No evangelho, Jesus ensinou sobre a lógica do poder em seu Reino (Mt 20,25-28). O maior e o mais relevante será reconhecido como o servo dos outros, o mais humilde, o mais disposto a ceder, a doar para realizar o bem na vida do outro. A outra forma de se relacionar, como exercer o controle e impor-se sobre os outros é um exemplo negativo de poder. No reino de Jesus não cabe o segundo modelo.

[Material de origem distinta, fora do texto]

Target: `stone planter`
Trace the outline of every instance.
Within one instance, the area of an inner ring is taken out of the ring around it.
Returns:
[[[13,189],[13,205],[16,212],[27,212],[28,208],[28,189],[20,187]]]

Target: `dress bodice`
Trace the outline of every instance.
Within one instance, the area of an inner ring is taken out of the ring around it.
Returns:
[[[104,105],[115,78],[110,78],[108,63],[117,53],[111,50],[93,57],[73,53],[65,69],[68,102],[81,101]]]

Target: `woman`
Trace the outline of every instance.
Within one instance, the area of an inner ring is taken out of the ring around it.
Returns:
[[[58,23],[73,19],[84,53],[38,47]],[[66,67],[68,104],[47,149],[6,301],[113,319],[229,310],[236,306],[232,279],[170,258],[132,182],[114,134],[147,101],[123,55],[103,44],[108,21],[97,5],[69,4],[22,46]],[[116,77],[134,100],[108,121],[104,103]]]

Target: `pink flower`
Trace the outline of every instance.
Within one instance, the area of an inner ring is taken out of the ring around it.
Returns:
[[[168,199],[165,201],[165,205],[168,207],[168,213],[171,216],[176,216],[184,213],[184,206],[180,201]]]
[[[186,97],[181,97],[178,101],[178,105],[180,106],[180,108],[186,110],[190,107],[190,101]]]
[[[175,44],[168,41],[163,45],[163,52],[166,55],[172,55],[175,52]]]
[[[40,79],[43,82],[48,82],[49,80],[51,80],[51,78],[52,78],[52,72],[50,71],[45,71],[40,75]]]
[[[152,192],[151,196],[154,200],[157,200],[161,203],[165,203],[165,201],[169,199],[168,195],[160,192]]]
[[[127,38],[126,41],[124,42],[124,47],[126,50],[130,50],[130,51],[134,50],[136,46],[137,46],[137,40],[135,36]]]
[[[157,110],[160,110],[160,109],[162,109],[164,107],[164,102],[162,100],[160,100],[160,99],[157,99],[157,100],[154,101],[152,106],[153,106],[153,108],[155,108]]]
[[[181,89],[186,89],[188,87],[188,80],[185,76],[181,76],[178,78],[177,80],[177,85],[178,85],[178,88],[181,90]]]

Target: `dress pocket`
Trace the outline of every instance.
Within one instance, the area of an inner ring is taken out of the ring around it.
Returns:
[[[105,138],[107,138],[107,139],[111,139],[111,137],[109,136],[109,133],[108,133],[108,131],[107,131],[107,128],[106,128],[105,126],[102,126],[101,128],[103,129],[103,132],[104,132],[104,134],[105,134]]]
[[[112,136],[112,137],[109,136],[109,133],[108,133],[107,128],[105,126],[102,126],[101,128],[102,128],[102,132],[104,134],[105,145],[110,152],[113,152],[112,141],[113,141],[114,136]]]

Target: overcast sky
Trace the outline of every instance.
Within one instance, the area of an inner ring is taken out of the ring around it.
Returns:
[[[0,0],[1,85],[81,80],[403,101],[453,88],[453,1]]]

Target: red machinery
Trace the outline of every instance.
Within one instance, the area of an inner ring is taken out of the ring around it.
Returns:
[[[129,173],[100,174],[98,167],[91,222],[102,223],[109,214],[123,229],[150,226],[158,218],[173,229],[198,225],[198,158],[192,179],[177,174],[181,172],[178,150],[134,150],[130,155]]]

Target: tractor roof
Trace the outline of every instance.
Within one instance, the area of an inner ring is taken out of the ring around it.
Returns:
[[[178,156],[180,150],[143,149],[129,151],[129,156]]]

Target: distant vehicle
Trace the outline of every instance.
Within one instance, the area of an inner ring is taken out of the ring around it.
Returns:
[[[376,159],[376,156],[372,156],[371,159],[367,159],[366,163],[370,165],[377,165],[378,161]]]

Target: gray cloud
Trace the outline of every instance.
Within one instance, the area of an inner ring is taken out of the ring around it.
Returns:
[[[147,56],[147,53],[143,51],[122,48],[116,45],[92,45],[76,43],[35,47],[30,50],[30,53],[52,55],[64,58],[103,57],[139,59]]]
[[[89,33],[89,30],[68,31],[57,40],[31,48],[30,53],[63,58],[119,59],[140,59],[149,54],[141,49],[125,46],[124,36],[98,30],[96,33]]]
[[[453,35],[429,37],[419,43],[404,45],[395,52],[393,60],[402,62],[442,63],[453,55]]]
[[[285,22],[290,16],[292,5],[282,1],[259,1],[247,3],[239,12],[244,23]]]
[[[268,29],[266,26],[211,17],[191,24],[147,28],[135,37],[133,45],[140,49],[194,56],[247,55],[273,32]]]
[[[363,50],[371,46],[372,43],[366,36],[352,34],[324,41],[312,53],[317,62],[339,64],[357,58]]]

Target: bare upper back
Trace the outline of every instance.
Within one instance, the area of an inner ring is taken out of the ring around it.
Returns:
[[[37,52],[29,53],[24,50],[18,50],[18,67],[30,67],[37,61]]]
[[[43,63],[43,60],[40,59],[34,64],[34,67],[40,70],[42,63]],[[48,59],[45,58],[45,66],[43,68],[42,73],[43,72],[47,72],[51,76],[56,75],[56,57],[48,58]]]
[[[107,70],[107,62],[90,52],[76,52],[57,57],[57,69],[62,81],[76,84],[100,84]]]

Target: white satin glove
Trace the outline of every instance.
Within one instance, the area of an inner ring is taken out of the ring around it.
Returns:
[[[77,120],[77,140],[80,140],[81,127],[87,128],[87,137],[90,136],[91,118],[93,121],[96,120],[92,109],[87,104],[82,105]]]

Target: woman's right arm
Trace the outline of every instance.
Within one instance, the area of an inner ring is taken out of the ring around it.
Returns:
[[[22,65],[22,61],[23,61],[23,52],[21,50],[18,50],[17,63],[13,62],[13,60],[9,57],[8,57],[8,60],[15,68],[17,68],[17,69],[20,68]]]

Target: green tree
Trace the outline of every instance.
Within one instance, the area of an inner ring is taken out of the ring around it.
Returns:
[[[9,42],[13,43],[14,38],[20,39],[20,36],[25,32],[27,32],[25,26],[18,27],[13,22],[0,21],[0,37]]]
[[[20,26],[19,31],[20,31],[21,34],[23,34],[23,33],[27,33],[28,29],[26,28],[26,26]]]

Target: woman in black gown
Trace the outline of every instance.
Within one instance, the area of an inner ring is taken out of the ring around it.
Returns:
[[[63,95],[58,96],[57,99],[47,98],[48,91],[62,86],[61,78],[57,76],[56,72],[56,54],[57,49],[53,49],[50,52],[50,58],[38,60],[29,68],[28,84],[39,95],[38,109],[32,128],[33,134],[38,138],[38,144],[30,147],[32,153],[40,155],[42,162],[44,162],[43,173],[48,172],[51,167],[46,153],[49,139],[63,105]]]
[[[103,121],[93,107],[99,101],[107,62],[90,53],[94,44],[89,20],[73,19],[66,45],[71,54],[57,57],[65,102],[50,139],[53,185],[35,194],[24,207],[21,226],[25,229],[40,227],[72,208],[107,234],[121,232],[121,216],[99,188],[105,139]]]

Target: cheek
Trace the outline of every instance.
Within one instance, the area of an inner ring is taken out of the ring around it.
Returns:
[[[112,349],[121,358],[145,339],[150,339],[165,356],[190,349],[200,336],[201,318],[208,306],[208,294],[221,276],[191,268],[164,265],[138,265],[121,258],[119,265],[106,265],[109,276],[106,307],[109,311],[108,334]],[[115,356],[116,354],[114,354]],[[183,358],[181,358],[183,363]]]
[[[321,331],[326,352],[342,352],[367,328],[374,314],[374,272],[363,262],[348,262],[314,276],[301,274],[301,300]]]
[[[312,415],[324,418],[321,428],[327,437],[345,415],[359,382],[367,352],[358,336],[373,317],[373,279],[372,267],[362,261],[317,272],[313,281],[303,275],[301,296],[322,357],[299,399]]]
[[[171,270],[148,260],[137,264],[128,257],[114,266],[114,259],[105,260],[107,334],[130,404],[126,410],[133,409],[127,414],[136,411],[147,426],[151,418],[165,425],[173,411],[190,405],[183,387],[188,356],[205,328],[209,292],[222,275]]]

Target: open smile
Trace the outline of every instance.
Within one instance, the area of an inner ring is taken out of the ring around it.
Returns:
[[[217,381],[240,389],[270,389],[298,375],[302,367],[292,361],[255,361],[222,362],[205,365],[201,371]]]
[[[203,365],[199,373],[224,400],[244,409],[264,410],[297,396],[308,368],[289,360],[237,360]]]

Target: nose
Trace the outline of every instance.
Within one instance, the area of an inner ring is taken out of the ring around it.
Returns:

O Reino de Jesus é muito diferente do Império das Trevas (Cl. 1,13). O Império das Trevas é despótico, impositivo, cerceador da liberdade. Domina pelo medo, pela culpa, pela obrigatoriedade. O domínio é opressivo e parece bem sucedido porque se manifesta poderoso e lucrativo. Ao contrário dessa lógica, o Reino de Jesus se manifesta no amor doador, no desejo de servir, no interesse de ser menor e útil ao outro. Por isto, há profunda liberdade e voluntariedade. O prazer de um súdito do Reino de Jesus é fazer parte de um processo de redenção: ajudar pessoas a terem suas vidas restauradas, pelo perdão e pelo poder do amor. Para viver o ideal evangélico da cooperação é vital vencer a tentação do poder despótico proposto pelo Império das Trevas. Para viver o ideal evangélico da cooperação entre igrejas é imprescindível que assumamos os valores do Reino de Jesus: o amor, a humildade, o serviço e o desejo de doar mais que receber.
Por que não se coopera? Por que as igrejas estão tão preocupadas consigo próprias? Por que não se tem considerado o outro? Por que se têm valorizado tanto o dinheiro e os recursos de nossa cultura? A que domínio se tem obedecido?